Tout à fait. Cette influence est aussi présente pour une raison thématique : avec Laurent Sarfati, on pressentait qu’il y avait quelque chose du western dans cette histoire. Los Angeles, c’est la fin du voyage de la côte est à la côte ouest des États-Unis, avec tout ce que cela charrie d’imaginaire autour de la conquête de l’Ouest. Une fois que cette utopie de traverser tout le pays est terminée, que se passe-t-il ? Ce qu’on cherchait aussi à dire, c’est que les humains colonisent l’espace mais qu’il y a un point limite. Les autres planètes sont inaccessibles, trop éloignées. Mais les robots, eux, pourraient s’y rendre… Donc en se référant à Los Angeles, on voulait retrouver un petit peu cet esprit d’exploration terminale. Cela crée une mélancolie et une nostalgie alors que le film se passe dans le futur.
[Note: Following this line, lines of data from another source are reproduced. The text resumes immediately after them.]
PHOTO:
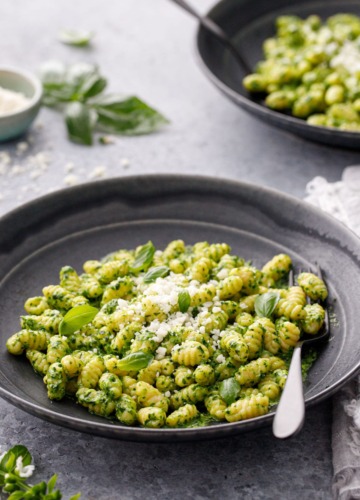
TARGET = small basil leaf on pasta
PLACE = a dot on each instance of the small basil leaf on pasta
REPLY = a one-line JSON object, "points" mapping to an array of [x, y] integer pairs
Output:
{"points": [[156, 272], [76, 318], [265, 304], [184, 300], [143, 257], [135, 361], [229, 390]]}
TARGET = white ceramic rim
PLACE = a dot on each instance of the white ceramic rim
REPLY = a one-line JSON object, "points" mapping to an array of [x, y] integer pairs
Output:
{"points": [[34, 81]]}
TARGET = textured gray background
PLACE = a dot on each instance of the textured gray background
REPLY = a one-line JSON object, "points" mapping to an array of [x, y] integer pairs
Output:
{"points": [[147, 47]]}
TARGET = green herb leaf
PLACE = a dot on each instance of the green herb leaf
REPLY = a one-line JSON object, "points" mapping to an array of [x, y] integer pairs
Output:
{"points": [[143, 257], [17, 495], [156, 272], [80, 123], [76, 318], [184, 300], [229, 390], [265, 304], [78, 38], [135, 361], [126, 115]]}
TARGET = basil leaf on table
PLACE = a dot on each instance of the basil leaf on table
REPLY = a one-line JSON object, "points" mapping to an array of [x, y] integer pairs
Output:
{"points": [[229, 390], [80, 123], [143, 257], [265, 304], [156, 272], [76, 318], [184, 301], [78, 38], [126, 115], [135, 361]]}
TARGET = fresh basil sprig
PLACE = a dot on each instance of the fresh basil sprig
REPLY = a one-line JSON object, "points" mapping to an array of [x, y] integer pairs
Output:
{"points": [[15, 468], [229, 390], [184, 301], [143, 257], [156, 272], [135, 361], [83, 84], [265, 304], [77, 317]]}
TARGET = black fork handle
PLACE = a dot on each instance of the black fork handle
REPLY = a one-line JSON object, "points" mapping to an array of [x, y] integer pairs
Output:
{"points": [[215, 29]]}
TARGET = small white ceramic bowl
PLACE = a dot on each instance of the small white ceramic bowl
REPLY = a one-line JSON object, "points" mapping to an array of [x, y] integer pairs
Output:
{"points": [[16, 123]]}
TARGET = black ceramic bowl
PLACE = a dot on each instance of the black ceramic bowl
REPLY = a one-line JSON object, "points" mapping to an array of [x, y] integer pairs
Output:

Imaginer le fonctionnement de ce monde a-t-il aidé à l’écriture ?

Énormément. Il est très important d’établir les règles du jeu, les fonctionnements sociaux et même économiques… C’est tout un univers avec son propre écosystème. En tant que réalisateur et scénariste, il faut savoir où l’on se situe pour ne pas avoir à le faire dire à nos personnages. Le déroulement logique, étape par étape, offre de nombreuses possibilités de vraisemblance sans avoir besoin d’explications, tout en amenant le spectateur à ressentir l’aspect vivant de ce monde.

Comment avez-vous travaillé le doublage des voix ?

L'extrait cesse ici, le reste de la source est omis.